Vor der Fußball-Weltmeisterschaft 2026 wagte der SPIEGEL eine detaillierte Prognose: Wer wird Weltmeister? Wo landet das DFB-Team? Und welche Mannschaft wird überraschen? Nun, nach Turnierende, ziehen die Autoren Jan Göbel und Danial Montazeri Bilanz – und räumen Fehler ein, zeigen aber auch Stolz auf richtige Einschätzungen. Zudem gibt es einen internen Streitfall zu diskutieren.
Die Prognose im Rückblick
In der Vorberichterstattung hatte der SPIEGEL ein Ranking erstellt, das die Chancen aller 32 Teilnehmer bewertete. Die Redaktion setzte auf Brasilien als Titelfavorit, rechnete dem DFB-Team eine Halbfinal-Teilnahme zu und tippte auf Marokko als Überraschungsteam. Doch die Realität sah anders aus: Brasilien schied bereits im Viertelfinale aus, die deutsche Mannschaft verpasste das Halbfinale, und Marokko kam nicht über die Gruppenphase hinaus.
Wo der SPIEGEL falsch lag
Göbel und Montazeri geben offen zu: „Wir haben Brasilien überschätzt.

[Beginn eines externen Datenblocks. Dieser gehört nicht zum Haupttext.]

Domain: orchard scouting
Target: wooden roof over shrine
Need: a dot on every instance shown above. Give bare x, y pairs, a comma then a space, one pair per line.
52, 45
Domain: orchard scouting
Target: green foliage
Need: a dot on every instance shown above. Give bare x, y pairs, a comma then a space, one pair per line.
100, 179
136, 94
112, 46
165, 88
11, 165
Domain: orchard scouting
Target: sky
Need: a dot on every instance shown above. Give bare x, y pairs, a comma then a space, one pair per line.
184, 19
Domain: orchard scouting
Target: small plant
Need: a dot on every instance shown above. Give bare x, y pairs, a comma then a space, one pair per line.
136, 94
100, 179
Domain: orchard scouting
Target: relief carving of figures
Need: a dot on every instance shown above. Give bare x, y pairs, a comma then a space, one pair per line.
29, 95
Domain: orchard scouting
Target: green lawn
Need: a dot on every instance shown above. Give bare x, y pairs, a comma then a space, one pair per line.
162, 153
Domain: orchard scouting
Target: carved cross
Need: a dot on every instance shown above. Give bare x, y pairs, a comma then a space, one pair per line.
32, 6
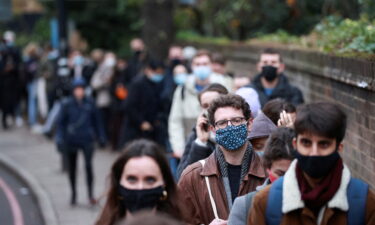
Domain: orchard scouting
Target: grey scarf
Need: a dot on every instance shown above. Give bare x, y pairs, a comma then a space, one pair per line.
223, 165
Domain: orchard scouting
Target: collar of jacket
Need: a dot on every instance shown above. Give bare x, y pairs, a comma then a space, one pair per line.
292, 195
211, 167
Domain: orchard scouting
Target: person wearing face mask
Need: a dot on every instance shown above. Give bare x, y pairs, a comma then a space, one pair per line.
185, 105
261, 129
278, 155
201, 141
101, 85
271, 82
144, 108
140, 179
318, 187
209, 187
138, 60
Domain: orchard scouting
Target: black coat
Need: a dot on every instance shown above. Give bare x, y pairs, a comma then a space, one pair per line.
283, 90
194, 152
144, 105
79, 124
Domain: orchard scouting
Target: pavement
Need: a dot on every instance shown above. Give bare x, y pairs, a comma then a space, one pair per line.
36, 161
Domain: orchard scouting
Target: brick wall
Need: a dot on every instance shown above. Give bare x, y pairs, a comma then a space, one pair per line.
349, 82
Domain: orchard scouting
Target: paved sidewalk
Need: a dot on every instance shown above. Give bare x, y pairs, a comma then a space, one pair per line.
38, 156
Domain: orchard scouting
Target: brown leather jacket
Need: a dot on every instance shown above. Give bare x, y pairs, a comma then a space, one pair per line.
195, 203
299, 215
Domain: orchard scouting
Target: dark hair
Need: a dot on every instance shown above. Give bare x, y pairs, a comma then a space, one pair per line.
271, 51
155, 64
214, 87
279, 146
321, 118
273, 108
113, 210
150, 218
202, 52
229, 100
218, 58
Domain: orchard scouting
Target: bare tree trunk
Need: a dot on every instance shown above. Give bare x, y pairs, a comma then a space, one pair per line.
158, 32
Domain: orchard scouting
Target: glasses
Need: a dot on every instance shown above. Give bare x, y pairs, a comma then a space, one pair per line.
236, 121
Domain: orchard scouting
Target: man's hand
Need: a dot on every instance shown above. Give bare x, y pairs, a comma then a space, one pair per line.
219, 222
146, 126
286, 120
202, 128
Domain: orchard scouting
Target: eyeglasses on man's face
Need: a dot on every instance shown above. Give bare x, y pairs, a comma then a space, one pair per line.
236, 121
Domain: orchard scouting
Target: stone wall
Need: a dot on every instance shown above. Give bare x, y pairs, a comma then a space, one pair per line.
349, 82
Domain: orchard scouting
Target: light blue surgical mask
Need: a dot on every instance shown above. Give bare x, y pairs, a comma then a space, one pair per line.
156, 77
180, 78
78, 60
202, 72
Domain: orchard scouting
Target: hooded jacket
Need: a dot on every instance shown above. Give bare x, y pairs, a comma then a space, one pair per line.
295, 211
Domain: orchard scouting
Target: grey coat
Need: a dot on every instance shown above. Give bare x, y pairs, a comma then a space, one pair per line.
241, 206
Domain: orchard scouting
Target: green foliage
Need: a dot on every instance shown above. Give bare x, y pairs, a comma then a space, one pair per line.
346, 36
192, 36
279, 36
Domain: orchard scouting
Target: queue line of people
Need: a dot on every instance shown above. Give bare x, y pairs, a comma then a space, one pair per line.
246, 154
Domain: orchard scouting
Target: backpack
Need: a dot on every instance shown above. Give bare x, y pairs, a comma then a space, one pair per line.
356, 193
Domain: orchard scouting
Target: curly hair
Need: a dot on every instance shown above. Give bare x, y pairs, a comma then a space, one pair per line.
279, 146
229, 100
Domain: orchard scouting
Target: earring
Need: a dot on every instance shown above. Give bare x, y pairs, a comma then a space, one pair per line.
165, 195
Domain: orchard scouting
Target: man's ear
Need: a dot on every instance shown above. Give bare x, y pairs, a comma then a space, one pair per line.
294, 142
340, 148
281, 68
259, 68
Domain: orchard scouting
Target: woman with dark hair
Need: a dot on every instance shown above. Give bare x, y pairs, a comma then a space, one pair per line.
140, 179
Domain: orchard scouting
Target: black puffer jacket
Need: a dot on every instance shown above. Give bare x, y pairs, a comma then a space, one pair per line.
283, 90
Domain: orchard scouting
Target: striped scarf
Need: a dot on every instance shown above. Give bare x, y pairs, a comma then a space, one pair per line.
223, 165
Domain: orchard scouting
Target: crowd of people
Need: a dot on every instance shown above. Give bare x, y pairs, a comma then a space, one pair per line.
199, 145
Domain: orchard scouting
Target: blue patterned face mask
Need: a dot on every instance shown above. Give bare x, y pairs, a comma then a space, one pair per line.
232, 137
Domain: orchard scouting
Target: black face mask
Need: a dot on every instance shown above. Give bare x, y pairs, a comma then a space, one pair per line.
317, 166
135, 200
269, 73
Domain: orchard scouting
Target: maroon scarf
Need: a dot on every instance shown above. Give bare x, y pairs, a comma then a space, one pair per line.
317, 197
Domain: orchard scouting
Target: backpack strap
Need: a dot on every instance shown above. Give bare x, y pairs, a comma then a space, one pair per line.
183, 92
274, 203
357, 197
213, 204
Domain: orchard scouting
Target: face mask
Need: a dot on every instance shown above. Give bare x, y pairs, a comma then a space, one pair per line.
110, 61
269, 73
175, 62
180, 78
232, 137
202, 72
317, 166
271, 176
78, 60
135, 200
156, 78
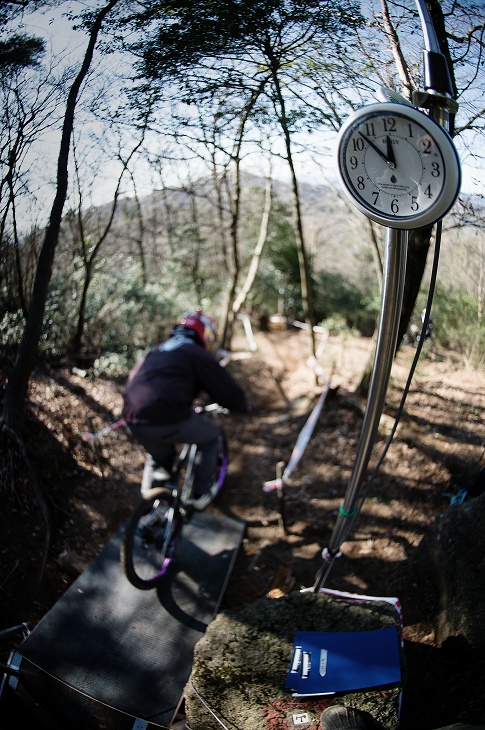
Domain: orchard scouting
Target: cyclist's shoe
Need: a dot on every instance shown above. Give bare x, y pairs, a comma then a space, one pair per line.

Die individuelle Klasse reichte nicht, um taktische Defizite zu kaschieren.“ Auch die DFB-Elf sei schwächer eingeschätzt worden als erhofft. „Die Mannschaft zeigte starke Ansätze, aber die mangelnde Effizienz vor dem Tor bestrafte sich im Viertelfinale gegen Spanien.“ Die größte Fehleinschätzung: Marokko. „Wir dachten, der Schwung von 2022 würde reichen, aber die Gruppe war zu stark.“
Worauf der SPIEGEL stolz sein kann
Dennoch gibt es auch Erfolge. Die Prognose, dass Argentinien erneut stark sein würde, bestätigte sich: Die Albiceleste erreichte das Finale. „Wir hatten Argentinien auf Platz zwei gesetzt, das war richtig“, so die Autoren. Auch die Einschätzung, dass England schwächeln würde, bewahrheitete sich – die Three Lions schieden im Achtelfinale aus. Zudem wurde die Überraschung aus Afrika richtig erkannt: Senegal erreichte das Viertelfinale, wie vom SPIEGEL vorhergesagt.
Der interne Streitfall
Besonders diskutiert wird in der Redaktion die Bewertung der französischen Mannschaft. Während ein Teil der Autoren Frankreich als Titelkandidat sah, setzte sich die Mehrheit für Brasilien ein. „Im Nachhinein hätten wir auf Frankreich setzen sollen, die spielten das beste Turnier“, räumt Montazeri ein. Göbel entgegnet: „Brasilien hatte das stärkere Team auf dem Papier, aber Frankreichs Teamgeist war entscheidend.“ Dieser interne Dissens bleibt ungelöst.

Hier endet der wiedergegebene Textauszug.